In einer Gesellschaft, in der die grundlegenden Bedingungen des Islams vernachlässigt wurden und das individuelle und familiäre Leben auf falschen Prinzipien beruht, wird die Anwendung nur der Bestimmungen von Transaktion und Strafe nicht viel Nutzen bringen. Vielleicht ist es auch gar nicht möglich, diese Bestimmungen in einer solchen Gesellschaft anzuwenden. Und selbst wenn es möglich ist, verfallen viele Menschen in den Zwist, indem sie ihnen gehorchen, ohne zu glauben und ohne es zu wollen. Er scheint ein Muslim zu sein, lebt aber als Feind des Islam.

Es soll noch ein Beispiel folgen, um zu verdeutlichen, warum man die Shari’a ganzheitlich betrachten muss. Zinsgeschäfte sind im islam verboten. Das geht aus dem Koran hervor. Im Koran steht ebenso, dass die „Gläubigen einander Geschwister“ sind. Wenn wir diese beiden Verse zusammendenken stoßen wir auf Folgendes: Wenn ein Gläubiger seinem Glaubensbruder in Not hilft und ihm Geld gibt, so kann nicht später mehr zurückverlangen, als er gegeben hat. Das passt nicht zum Gedanken der Bruderschaft.

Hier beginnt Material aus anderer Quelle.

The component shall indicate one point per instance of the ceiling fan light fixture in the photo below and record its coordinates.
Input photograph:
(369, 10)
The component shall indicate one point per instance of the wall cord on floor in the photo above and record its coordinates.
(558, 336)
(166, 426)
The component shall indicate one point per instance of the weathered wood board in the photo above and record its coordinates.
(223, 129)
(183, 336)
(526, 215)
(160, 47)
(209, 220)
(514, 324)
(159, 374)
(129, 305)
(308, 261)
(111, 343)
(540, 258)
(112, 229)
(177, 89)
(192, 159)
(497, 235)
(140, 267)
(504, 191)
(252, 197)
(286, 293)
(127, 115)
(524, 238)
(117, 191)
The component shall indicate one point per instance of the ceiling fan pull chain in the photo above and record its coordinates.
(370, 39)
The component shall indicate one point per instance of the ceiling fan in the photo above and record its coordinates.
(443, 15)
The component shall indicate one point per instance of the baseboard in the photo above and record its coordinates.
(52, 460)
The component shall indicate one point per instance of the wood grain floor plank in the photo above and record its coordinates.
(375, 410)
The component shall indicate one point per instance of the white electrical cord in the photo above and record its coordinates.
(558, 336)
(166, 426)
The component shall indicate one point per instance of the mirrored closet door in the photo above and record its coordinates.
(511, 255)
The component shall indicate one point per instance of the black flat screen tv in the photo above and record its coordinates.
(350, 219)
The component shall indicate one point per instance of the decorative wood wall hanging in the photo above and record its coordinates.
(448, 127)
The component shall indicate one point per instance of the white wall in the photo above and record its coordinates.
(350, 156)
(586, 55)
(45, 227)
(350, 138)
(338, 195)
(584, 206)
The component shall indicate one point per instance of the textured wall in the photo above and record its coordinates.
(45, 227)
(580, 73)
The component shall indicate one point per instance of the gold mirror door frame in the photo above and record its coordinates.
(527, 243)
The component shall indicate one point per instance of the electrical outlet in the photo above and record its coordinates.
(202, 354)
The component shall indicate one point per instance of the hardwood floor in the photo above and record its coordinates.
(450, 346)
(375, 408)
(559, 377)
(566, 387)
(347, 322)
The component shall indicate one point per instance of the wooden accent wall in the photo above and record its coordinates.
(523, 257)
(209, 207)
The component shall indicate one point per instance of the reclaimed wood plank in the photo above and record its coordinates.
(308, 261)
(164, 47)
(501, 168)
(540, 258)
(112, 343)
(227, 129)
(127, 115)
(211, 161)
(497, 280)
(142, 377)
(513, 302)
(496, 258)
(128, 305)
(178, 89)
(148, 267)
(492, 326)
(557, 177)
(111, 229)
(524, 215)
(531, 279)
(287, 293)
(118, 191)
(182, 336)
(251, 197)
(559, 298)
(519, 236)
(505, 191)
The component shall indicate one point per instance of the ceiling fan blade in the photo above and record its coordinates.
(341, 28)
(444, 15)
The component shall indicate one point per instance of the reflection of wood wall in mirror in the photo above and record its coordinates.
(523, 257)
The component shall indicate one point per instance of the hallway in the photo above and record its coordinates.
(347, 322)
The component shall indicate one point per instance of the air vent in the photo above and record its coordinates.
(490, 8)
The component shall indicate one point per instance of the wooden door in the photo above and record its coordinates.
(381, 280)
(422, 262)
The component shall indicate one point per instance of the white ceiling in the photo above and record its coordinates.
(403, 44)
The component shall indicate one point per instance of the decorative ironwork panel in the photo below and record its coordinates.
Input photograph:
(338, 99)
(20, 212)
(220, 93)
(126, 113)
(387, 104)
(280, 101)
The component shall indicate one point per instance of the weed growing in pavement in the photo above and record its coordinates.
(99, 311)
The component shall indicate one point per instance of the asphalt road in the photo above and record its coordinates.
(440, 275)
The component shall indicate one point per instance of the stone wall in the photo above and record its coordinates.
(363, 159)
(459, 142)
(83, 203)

Gesellschaftlich ist man aber weit davon entfernt, diese Ideale auch genauso auszuleben. Das hat allerdings der Mensch selbst zu verschulden. Die Scharia ist nicht das Problem.

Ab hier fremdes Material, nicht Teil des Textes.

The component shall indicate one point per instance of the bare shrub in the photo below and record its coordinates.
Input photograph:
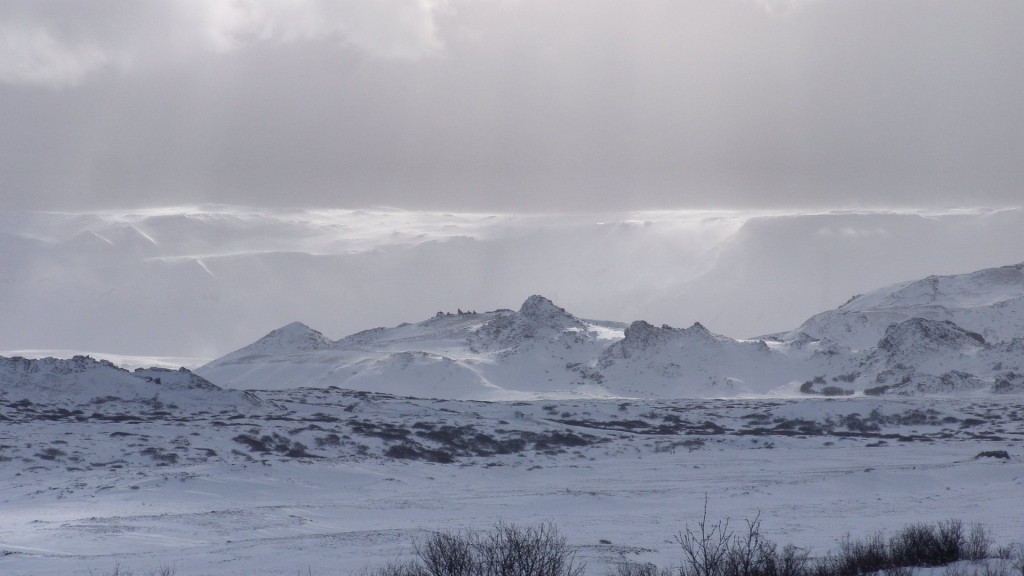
(536, 550)
(635, 569)
(449, 553)
(715, 549)
(978, 544)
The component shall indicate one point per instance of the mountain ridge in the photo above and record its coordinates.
(937, 329)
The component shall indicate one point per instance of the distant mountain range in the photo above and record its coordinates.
(937, 335)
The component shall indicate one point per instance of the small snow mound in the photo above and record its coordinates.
(919, 334)
(295, 336)
(539, 307)
(181, 378)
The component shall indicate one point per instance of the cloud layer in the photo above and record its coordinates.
(512, 106)
(204, 280)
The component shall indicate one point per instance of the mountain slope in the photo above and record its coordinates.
(988, 301)
(939, 334)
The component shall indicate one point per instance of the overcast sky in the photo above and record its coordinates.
(511, 105)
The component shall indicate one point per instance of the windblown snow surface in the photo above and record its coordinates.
(270, 460)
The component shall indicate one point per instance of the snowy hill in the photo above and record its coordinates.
(988, 301)
(940, 334)
(83, 380)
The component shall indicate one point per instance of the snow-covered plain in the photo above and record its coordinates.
(616, 433)
(310, 480)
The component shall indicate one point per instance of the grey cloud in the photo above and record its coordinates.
(524, 106)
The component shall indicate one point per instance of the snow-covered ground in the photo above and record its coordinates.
(330, 481)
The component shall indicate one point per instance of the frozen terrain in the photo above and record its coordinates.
(327, 481)
(940, 334)
(270, 460)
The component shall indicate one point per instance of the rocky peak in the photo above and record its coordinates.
(922, 334)
(294, 336)
(539, 307)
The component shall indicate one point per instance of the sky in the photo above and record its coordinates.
(516, 106)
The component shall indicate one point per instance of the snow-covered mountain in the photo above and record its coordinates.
(988, 301)
(82, 380)
(940, 334)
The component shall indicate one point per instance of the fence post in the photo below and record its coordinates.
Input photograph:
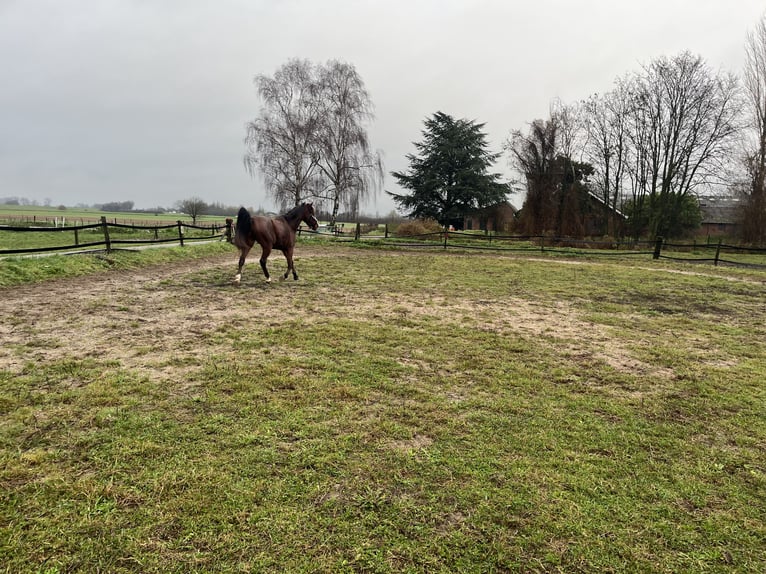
(717, 253)
(105, 228)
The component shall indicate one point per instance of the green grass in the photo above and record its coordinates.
(24, 270)
(404, 412)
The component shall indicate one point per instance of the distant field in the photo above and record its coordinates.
(392, 411)
(24, 214)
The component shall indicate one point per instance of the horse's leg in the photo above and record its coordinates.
(264, 257)
(242, 255)
(290, 265)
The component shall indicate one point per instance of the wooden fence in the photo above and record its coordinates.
(695, 252)
(109, 235)
(109, 238)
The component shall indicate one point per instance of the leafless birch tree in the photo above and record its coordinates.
(281, 142)
(754, 80)
(350, 170)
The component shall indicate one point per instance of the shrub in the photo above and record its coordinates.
(416, 227)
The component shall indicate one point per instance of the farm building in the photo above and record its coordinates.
(720, 216)
(498, 218)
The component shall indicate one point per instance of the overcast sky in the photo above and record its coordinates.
(147, 101)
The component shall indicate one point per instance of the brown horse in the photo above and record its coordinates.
(276, 233)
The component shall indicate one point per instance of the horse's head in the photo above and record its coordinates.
(308, 216)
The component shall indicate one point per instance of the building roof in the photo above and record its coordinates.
(720, 209)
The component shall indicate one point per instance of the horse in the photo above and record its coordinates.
(271, 233)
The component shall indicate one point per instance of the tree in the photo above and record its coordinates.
(281, 142)
(193, 207)
(348, 166)
(534, 155)
(607, 149)
(754, 216)
(449, 179)
(555, 183)
(683, 124)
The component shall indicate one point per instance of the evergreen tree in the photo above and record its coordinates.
(449, 178)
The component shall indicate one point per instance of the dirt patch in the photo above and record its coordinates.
(163, 321)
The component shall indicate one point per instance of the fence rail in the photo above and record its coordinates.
(109, 238)
(109, 235)
(694, 252)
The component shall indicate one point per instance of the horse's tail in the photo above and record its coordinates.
(244, 228)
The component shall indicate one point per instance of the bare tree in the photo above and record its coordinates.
(351, 170)
(606, 120)
(534, 156)
(754, 216)
(684, 117)
(281, 142)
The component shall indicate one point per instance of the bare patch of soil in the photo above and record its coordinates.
(161, 321)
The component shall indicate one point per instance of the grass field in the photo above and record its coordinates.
(393, 411)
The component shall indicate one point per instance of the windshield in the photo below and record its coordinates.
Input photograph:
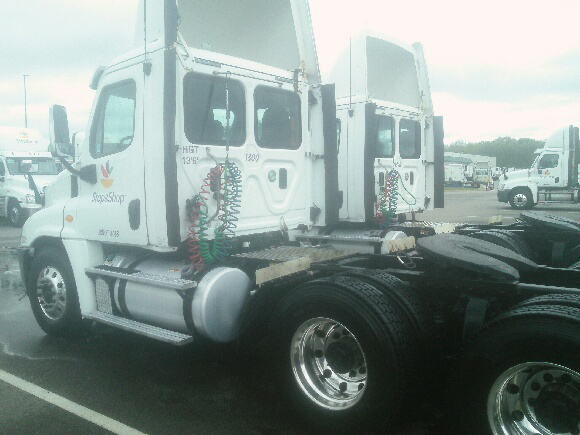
(39, 166)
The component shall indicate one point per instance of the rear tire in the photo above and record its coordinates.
(53, 294)
(522, 370)
(345, 354)
(566, 300)
(521, 199)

Nun zum zweiten Extrem. Es ist nicht legitim, eine Person oder eine Gruppe des Unglaubens zu bezichtigen, weil sie ein Gebot oder eine Vorschrift der Religion scheinbar nicht erfüllt oder nicht erfüllen kann. Ungläubig ist man nur dann, wenn man ein Gebot der Religion bewusst und mit voller Überzeugung ablehnt. Allenfalls kann man von sündhaftem Verhalten sprechen, also von einem persönlichen Irrtum des Menschen. Irrtum und Unglaube sind zwei verschiedene Dinge. Man kann darüber spekulieren, warum jemand einen Irrtum in der Glaubenspraxis begeht. Aber ihn deshalb als Ungläubigen zu bezeichnen, ist für die Mehrheit der Muslime nicht akzeptabel. Diejenigen, die eine solche Praxis verfolgten und Glaubensbrüder und -schwestern wegen einzelner Fehltritte oder auch nur Meinungsverschiedenheiten direkt zu Ungläubigen erklärten, konnten sich letztlich selbst nicht lange in der Gemeinschaft halten. Die ersten Extremisten dieser Art im Islam waren die „Kharidschiten“, die sich in radikaler Weise gegen den Rest der gesamten Glaubensgemeinschaft stellten. Der Name leitet sich von dem Wort „austreten“ ab, und nach ihrem Selbstverständnis treten sie aus den Reihen der Ungläubigen (also der islamischen Welt) aus, um dem von ihnen proklamierten wahren Weg zu folgen.